Union battling nursing homes places Globe ad highlighting HealthBridge’s antipsychotic track record

Union battling nursing homes places Globe ad highlighting HealthBridge’s antipsychotic track record:

In bold, bright red lettering, a full-page advertisement in December 2012 Boston Globe warns readers that elderly nursing homes residents in three HealthBridge Management-owned Massachusetts facilities are given antipsychotic drugs at rates much higher than the national average -- despite federal warnings about lethal side effects from the powerful sedatives.
The ad was paid for by 1199SEIU United Healthcare Workers East, a union that represents thousands of workers in five states, including Massachusetts, and is affiliated with a labor group battling Healthbridge in six Connecticut nursing homes.
The ads detail the high rates of antipsychotic use at Holyoke Rehabilitation Center; Lowell Health Care Center; and Newton Health Care Center -- measured by the Centers for Medicare & Medicaid Services, the federal agency that regulates nursing homes.

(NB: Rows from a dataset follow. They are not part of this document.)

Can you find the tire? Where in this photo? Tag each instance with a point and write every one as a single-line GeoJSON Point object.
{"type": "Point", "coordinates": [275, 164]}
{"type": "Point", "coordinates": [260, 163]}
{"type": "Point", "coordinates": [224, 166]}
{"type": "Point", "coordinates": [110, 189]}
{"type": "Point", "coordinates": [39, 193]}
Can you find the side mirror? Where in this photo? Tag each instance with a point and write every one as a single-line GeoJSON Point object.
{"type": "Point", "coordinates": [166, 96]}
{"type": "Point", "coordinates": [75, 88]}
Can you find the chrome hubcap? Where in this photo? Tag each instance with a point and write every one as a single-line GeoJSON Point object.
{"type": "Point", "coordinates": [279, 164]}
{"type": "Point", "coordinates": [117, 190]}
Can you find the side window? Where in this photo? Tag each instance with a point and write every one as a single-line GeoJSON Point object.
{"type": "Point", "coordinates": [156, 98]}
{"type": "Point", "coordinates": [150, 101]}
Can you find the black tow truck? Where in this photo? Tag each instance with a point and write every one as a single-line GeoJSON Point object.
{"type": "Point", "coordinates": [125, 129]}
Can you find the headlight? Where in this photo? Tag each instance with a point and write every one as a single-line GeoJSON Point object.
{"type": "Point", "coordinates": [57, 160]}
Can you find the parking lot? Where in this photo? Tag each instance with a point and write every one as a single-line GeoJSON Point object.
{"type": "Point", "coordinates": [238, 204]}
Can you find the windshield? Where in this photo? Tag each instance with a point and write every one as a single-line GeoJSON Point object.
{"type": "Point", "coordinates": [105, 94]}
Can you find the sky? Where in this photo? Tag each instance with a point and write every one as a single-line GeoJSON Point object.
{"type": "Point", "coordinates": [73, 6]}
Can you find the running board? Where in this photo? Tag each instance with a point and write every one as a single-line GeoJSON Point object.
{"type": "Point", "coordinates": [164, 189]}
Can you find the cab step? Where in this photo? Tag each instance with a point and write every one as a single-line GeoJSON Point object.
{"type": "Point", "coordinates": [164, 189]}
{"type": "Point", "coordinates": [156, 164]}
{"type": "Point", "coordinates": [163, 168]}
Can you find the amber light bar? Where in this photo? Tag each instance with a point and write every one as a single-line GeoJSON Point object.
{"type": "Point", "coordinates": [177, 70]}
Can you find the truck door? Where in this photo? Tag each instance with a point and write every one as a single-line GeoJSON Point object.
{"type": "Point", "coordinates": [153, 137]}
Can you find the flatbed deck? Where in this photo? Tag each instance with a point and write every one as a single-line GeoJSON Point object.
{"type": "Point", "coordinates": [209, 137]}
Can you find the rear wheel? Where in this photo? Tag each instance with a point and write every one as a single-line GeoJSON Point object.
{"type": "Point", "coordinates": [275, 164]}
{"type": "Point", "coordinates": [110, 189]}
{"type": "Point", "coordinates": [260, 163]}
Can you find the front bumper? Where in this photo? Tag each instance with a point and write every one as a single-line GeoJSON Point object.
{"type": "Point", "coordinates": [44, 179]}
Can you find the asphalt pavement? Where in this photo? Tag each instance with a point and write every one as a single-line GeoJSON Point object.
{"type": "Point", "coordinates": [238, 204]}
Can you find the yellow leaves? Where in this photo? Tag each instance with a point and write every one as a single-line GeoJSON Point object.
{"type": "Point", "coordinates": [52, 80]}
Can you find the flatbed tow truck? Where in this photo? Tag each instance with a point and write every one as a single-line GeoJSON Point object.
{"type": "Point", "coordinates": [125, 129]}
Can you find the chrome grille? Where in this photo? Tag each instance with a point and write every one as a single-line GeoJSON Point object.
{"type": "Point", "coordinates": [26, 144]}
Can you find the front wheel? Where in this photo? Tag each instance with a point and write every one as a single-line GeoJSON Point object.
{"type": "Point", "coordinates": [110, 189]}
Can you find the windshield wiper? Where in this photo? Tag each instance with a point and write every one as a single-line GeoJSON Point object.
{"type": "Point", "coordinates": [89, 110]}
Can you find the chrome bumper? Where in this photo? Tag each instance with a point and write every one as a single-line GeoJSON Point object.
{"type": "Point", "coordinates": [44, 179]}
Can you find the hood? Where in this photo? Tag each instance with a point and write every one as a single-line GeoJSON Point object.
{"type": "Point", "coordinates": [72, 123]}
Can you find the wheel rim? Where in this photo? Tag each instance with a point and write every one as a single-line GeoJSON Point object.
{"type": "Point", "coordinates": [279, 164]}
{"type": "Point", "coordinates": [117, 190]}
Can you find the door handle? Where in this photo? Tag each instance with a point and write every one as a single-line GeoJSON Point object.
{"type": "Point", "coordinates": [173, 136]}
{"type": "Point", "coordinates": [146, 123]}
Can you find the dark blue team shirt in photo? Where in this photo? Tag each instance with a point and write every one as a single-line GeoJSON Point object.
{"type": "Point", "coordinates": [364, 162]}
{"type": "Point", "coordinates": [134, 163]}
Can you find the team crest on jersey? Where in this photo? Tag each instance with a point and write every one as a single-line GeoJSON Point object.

The latest CMS data show that roughly 75 percent of residents at Holyoke Rehabilitation Center who do not have a medical condition that would warrant use of antipsychotics are receiving the drugs. At the Lowell facility, the rate is 64 percent, and in Newton it is 38 %
Earlier in 2012, a Globe series found that antipsychotic overuse is prevalent in many of the nation’s 15,600 nursing homes, and that rates are considerably higher in Massachusetts.